With new “coins” cropping up all the time, it’s hard to keep track of what’s worth paying attention to and what might not be here to stay.
Their market caps range from more than $1 trillion to around $50 billion. But that doesn’t tell us anything about how they work and how valuable the single coins might be in a broader context.
Here’s your guide to the biggest digital currencies today.
Bitcoin is the biggest and most recognized fish in the crypto sea, with a market cap of more than $1 trillion.
Created anonymously in 2009, the digital currency runs on blockchain technology, another buzzword from the past decade. Essentially, the blockchain is a decentralized ledger system where records of transactions are stored. That’s a key difference between bitcoin and traditional fiat currencies like the US dollar or the euro, which are controlled by central banks.
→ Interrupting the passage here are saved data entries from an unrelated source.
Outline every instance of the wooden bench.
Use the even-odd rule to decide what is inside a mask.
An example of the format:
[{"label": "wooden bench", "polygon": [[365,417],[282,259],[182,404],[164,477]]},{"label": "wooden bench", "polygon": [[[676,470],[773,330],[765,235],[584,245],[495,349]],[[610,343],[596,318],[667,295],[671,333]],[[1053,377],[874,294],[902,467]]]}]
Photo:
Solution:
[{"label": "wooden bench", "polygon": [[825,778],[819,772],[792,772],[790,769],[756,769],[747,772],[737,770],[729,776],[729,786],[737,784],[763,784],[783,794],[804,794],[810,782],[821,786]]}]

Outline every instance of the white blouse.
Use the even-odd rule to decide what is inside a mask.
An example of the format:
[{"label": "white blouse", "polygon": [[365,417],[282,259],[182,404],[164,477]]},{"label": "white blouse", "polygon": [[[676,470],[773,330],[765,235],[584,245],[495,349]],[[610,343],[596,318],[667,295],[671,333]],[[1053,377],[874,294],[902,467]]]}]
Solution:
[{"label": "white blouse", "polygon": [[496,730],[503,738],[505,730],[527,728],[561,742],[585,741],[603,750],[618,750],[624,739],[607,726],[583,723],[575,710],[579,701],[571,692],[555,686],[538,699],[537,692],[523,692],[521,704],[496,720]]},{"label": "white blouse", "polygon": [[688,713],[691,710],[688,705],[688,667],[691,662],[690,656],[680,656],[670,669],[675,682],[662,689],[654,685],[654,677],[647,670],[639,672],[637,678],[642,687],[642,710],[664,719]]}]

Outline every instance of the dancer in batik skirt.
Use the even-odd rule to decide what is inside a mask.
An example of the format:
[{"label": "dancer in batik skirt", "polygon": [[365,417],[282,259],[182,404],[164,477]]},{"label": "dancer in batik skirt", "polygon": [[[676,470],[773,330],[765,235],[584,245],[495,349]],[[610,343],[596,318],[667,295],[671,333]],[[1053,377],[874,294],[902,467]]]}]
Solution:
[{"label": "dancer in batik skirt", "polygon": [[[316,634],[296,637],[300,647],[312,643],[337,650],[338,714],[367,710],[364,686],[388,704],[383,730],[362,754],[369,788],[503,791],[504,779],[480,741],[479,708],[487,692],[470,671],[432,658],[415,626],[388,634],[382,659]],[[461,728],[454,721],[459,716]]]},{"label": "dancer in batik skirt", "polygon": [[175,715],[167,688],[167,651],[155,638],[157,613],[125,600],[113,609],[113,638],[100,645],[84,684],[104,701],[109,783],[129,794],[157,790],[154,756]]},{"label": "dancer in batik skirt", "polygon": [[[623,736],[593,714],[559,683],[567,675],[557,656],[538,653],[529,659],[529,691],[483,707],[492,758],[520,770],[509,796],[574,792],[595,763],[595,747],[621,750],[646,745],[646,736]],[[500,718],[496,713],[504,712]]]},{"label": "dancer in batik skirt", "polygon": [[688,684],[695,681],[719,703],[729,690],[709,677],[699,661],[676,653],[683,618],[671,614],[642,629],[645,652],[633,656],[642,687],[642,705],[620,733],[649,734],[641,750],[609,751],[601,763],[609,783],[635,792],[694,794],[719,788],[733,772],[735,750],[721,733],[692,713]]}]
Many bitcoin bulls call it a store of value — a label that has historically been reserved for safe haven investments like gold — and argue that that the digital currency is a good investment to hedge against inflation.
Part of bitcoin’s value is determined by the finite number — 21 million — of coins that can be created. Not all of the coins are in circulation, and bitcoin “miners” use computers to solve complex puzzles to create a new “block” on the chain. That process is in turn rewarded with bitcoin, though the reward halves for every 210,000 blocks mined. These “halving” events have in the past led to volatility in the bitcoin price.
Ethereum is an open-source blockchain-based software, which has its own cryptocurrency called Ether. It is the second-largest digital currency by market cap at nearly $300 billion.
The software was created with the idea to expand the use of the blockchain beyond bitcoin and use it in wider applications, which makes it more than “just” a cryptocurrency.
Ethereum was launched in 2015.
The third-largest crypto with a market cap of nearly $90 billion, Binance Coin is a bit of a different beast.
The Binance Exchange is the largest cryptocurrency platform by volume traded, and created Binance Coin, or BNB tokens as a means to pay for fees on its platform.
Another way Binance Coin is different is that it can only be exchanged into other cryptocurrencies.
Most recently, Binance hired Brian Brooks, the acting head of Office of the Comptroller of the Currency during the latter years of the Trump administration, to head its US business.
XRP is the digital currency on payment platform Ripple. The neat thing about Ripple is that any currency — digital or otherwise — can be exchanged for another. That means users can pay someone in bitcoin without owning bitcoin, simply by using XRP as the bridge between the currency they own and the one their recipient wants to be paid in. This makes it a very fast means of payment.
XRP also doesn’t run on the blockchain but on a data structure called HashTree, which makes it different from other digital currencies. It can’t be mined, and its total number of coins is set at 100 billion.
The suit is a reminder that there is still a lot of regulatory uncertainty when it comes to cryptos, which could spell volatility in the years ahead as governments and institutions figure out what to do.
Tether rounds off the top five of biggest digital currencies, with a market cap nearly $50 billion.
It’s an example of a so-called “stablecoin” because it is pegged to the US dollar. This keeps Tether relatively stable compared with other cryptocurrencies, which can be very volatile. When it was first created in 2014, the value of each token was set at $1.
Honorable mention: Dogecoin
Dogecoin hit an all time high in mid-April at $0.43. That’s right, the currency is still super cheap.
There are 129 billion coins in circulation now and new ones will be available to mine every year. That’s what keeps the value of each coin relatively low — especially compared with bitcoin, which is a scarce resource in comparison.